Output is above, fatal trap 12 with instruction pointer set to 0. It appears the process was a worker thread for the network driver.

cxgbe driver

Same fatal trap, same fault code, same instruction pointer. This time the debugger reports thread irq308: t6nex0: 1a4 as the culprit.

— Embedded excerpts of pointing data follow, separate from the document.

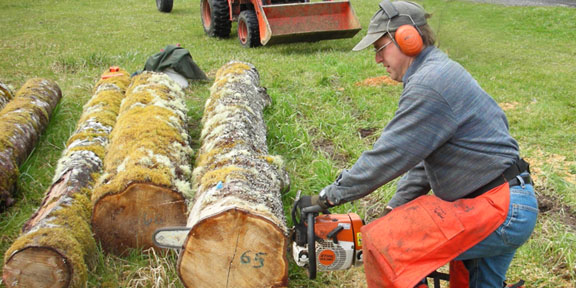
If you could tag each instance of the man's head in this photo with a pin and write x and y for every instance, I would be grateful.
(398, 32)
(399, 14)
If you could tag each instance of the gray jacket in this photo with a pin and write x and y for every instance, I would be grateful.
(447, 135)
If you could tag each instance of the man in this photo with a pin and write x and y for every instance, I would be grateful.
(449, 136)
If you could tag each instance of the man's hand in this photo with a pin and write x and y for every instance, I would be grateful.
(314, 200)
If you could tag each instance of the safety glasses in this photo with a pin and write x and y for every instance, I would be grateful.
(376, 50)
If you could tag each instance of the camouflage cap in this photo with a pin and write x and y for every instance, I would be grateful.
(389, 17)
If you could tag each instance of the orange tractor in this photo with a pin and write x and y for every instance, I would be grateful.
(264, 22)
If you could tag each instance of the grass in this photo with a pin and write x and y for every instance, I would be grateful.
(525, 57)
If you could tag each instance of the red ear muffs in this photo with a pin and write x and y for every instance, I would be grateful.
(409, 40)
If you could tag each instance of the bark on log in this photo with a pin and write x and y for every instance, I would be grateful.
(238, 235)
(147, 167)
(21, 123)
(5, 95)
(56, 246)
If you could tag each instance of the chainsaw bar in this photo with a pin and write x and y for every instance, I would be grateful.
(171, 237)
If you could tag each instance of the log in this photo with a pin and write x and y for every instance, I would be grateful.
(145, 185)
(21, 122)
(238, 229)
(5, 95)
(56, 246)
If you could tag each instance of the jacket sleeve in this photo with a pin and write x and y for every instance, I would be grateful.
(411, 186)
(423, 122)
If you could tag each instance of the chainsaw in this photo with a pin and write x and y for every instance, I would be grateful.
(325, 241)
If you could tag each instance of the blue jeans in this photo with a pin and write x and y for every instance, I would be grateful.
(488, 261)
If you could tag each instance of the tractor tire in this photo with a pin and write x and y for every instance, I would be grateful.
(164, 5)
(248, 30)
(215, 16)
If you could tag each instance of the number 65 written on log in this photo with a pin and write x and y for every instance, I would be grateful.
(247, 258)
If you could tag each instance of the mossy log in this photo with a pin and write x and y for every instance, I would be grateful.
(56, 246)
(5, 95)
(238, 235)
(145, 185)
(21, 123)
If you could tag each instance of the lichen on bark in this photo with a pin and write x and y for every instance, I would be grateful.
(62, 222)
(22, 121)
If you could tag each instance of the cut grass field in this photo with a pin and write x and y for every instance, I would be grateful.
(321, 118)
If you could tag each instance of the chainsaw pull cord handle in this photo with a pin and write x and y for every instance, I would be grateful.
(333, 233)
(311, 247)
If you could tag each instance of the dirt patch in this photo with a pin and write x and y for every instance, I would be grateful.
(366, 132)
(378, 81)
(557, 163)
(550, 205)
(328, 148)
(508, 105)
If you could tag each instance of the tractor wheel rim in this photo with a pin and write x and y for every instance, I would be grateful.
(206, 14)
(242, 32)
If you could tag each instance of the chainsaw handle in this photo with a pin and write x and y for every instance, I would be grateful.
(311, 247)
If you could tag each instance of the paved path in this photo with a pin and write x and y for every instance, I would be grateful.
(565, 3)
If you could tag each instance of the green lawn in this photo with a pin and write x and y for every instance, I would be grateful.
(525, 57)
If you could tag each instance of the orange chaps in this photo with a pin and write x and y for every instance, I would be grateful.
(417, 238)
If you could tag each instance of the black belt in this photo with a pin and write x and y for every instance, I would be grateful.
(509, 175)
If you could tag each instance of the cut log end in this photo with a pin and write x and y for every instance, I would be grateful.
(247, 250)
(37, 267)
(130, 218)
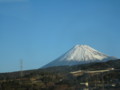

The first cxgbe function in the stack trace is t4_vi_intr() which is an interrupt handler "for vectors shared between NIC and netmap rx queues". Here we are in emulated mode so the netmap-specific code in the driver should not be running.

mlx5en driver

Same trap, fault, instruction pointer. Thread irq353: mlx5_core1 is running and the stack trace ends with mlx5e_rx_cq_comp().

Summary

So I see the same behavior with all three NICs - the common code is the emulated netmap adapter. The problem is seen only when the receiver has multiple threads running. My guess is as pkt-gen is shutting down, the netmap driver has removed itself from some of the queues when data comes in other queues and the NIC attempts to call a netmap handler that has been removed, causing the fault? That would explain why it only occurs when receiving with multiple threads and why the stack traces all point to NIC IRQ code, not anything in the netmap driver.